Categories
Android AR / VR Image Processing

Understand and Apply Stereo Rectification for Depth Maps (Part 2)

In part 1 of the article series, we’ve identified the key steps to create a depth map. We have captured a scene from two distinct positions and loaded them with Python and OpenCV. However, the images don’t line up perfectly fine. A process called stereo rectification is crucial to easily compare pixels in both images to triangulate the scene’s depth!

For triangulation, we need to match each pixel from one image with the same pixel in another image. When the camera rotates or moves forward / backward, the pixels don’t just move left or right; they could also be found further up or down in the image. That makes matching difficult.
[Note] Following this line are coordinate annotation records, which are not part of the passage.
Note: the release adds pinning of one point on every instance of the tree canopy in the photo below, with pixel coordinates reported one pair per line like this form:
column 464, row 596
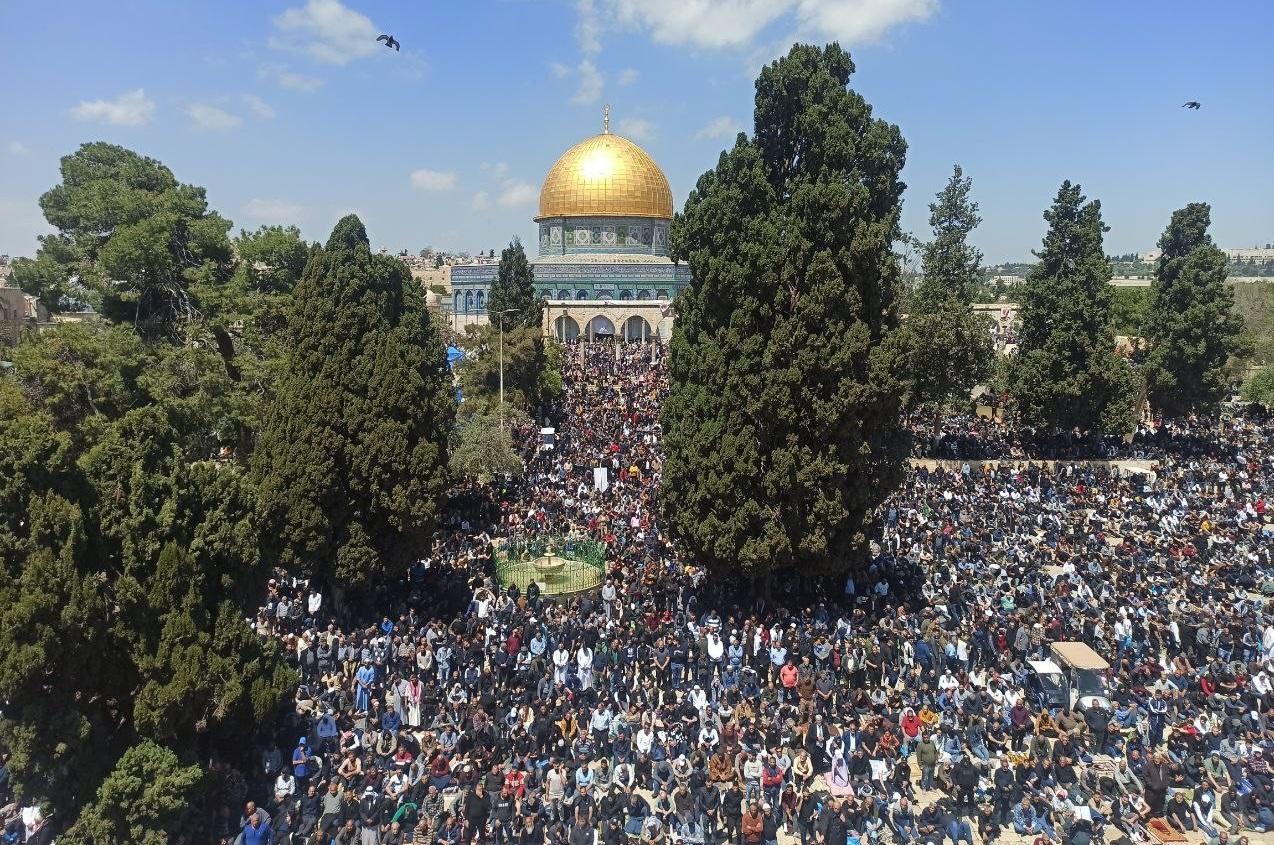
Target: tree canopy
column 131, row 241
column 784, row 422
column 1066, row 374
column 353, row 450
column 514, row 289
column 129, row 532
column 1190, row 321
column 949, row 344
Wrapping Images for Stereo Rectification

Image rectification wraps both images. The result is that they appear as if they have been taken only with a horizontal displacement. This simplifies calculating the disparities of each pixel!

With smartphone-based AR like in ARCore, the user can freely move the camera in the real world. The depth map algorithm only has the freedom to choose two distinct keyframes from the live camera stream. As such, the stereo rectification needs to be very intelligent in matching & wrapping the images!

Stereo Rectification: reprojecting images to make calculating depth maps easier.
Stereo Rectification: reprojecting images to make calculating depth maps easier.

In more technical terms, this means that after stereo rectification, all epipolar lines are parallel to the horizontal axis of the image.

To perform stereo rectification, we need to perform two important tasks:

  1. Detect keypoints in each image.
  2. We then need the best keypoints where we are sure they are matched in both images to calculate reprojection matrices.
  3. Using these, we can rectify the images to a common image plane. Matching keypoints are on the same horizontal epipolar line in both images. This enables efficient pixel / block comparison to calculate the disparity map (= how much offset the same block has between both images) for all regions of the image (not just the keypoints!).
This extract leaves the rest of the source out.